A culinária tem a capacidade mágica de nos conduzir a outros lugares e até a outros tempos. Por isso, quem vem de longe costuma trazer consigo ingredientes e receitas, como antídoto para a saudade da terra deixada para trás. Muitas vezes, de estratagema pessoal a comida se torna um meio de ganhar a vida e construir um novo futuro. Isso explica por que São Paulo se tornou uma meca dos restaurantes.
Que prato tem a cara da cidade? Difícil cravar, mas pense em um e você o encontrará por aqui. Com as misturas, o paulistano aprendeu a cultivar uma curiosidade internacional à mesa. Para ele, toda culinária é bem-vinda.
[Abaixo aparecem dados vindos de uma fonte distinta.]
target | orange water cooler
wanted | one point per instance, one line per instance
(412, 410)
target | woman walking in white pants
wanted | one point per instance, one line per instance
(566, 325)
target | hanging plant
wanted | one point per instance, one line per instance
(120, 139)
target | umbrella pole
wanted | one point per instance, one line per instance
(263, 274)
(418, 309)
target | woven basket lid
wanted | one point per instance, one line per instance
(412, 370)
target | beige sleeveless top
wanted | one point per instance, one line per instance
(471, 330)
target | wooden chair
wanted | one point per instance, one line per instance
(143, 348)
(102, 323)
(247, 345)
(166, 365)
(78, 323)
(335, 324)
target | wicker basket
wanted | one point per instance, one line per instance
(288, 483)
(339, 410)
Afinal, é mesmo um luxo poder viajar sem sair da cidade, usando apenas o paladar como meio de transporte.
Penso que, se Sheherazade tivesse de entreter o sultão com 1 001 sabores, em vez de contos, poderia muito bem trazê-lo a passear pela capital paulista. E, como boa filha de imigrantes, crescida em uma casa que nunca se esqueceu de suas raízes portuguesas, se fosse montar um roteiro para a dupla, privilegiaria aqueles restaurantes que preservam com esmero sua origem. Para mim, São Paulo não tem cara de fast-food, mas do requinte que advém de preservar a tradição.
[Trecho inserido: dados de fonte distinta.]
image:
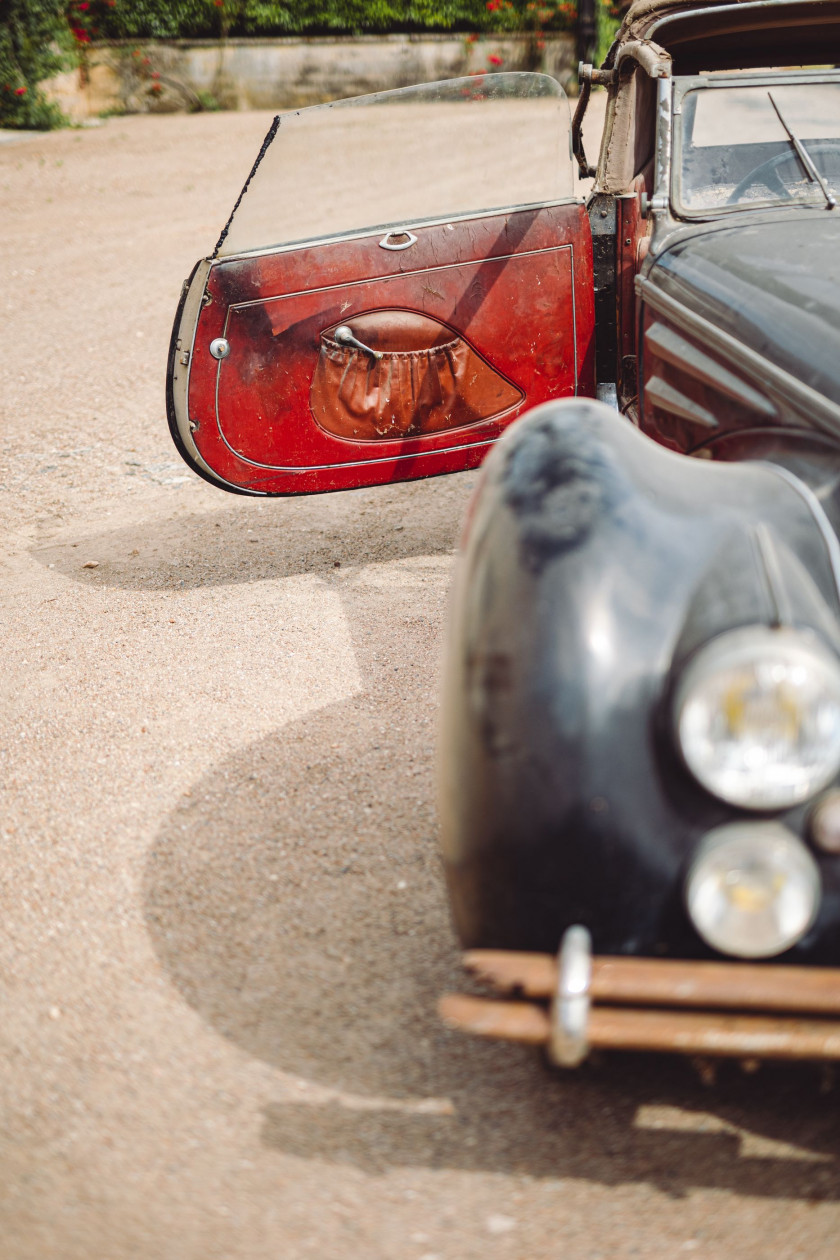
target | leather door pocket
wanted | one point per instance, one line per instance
(397, 373)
“O paulistano aprendeu a cultivar uma curiosidade internacional à mesa”
Assim, meu francês favorito é também o mais antigo, o Freddy. Em noventa anos, mudou de endereço e de dono algumas vezes, mas seu salão nos leva a uma França ideal que os anos não apagam. Para italianos, meu preferido é o Fasano, que seguiu de certo modo o caminho da expansão da cidade: nasceu no centro, subiu até a Paulista e desceu para os Jardins. Estando na região, honraria meus antepassados indo ao A Bela Sintra.
Cito aqui alguns dos meus locais prediletos, não para fazer pouco dos demais, mas por ver neles um traço comum que associo, novamente, ao que eu própria vi e vivi em casa.
Para conquistar seu lugar em terra estrangeira, o imigrante precisa mostrar a que veio. Não foi diferente com meu pai, a vida toda pondo capricho em tudo o que fez, fosse atender a clientela na doceira que inaugurou sua trajetória, fosse cuidar dos negócios que vieram depois.
O trabalho árduo e a dedicação ferrenha dos imigrantes não são um mito, mas um esforço necessário de assimilação. E esse empenho não se encerra em si. As gerações seguintes zelam para garantir a continuidade dos bons frutos. A boa mesa paulistana é, portanto, a expressão clara da palavra legado.
Por isso, quando ouvir alguém dizer que comeu em São Paulo um risotto alla milanese tão bom quanto os da própria Milão ou um filé à chateaubriand digno de Paris, não duvide. Antes, celebre. Se sentimos que nossos restaurantes mais queridos são uma extensão de nossa casa é porque, com cuidado e dedicação, alguém procurou fazer dessa enorme cidade um pedacinho de sua pátria.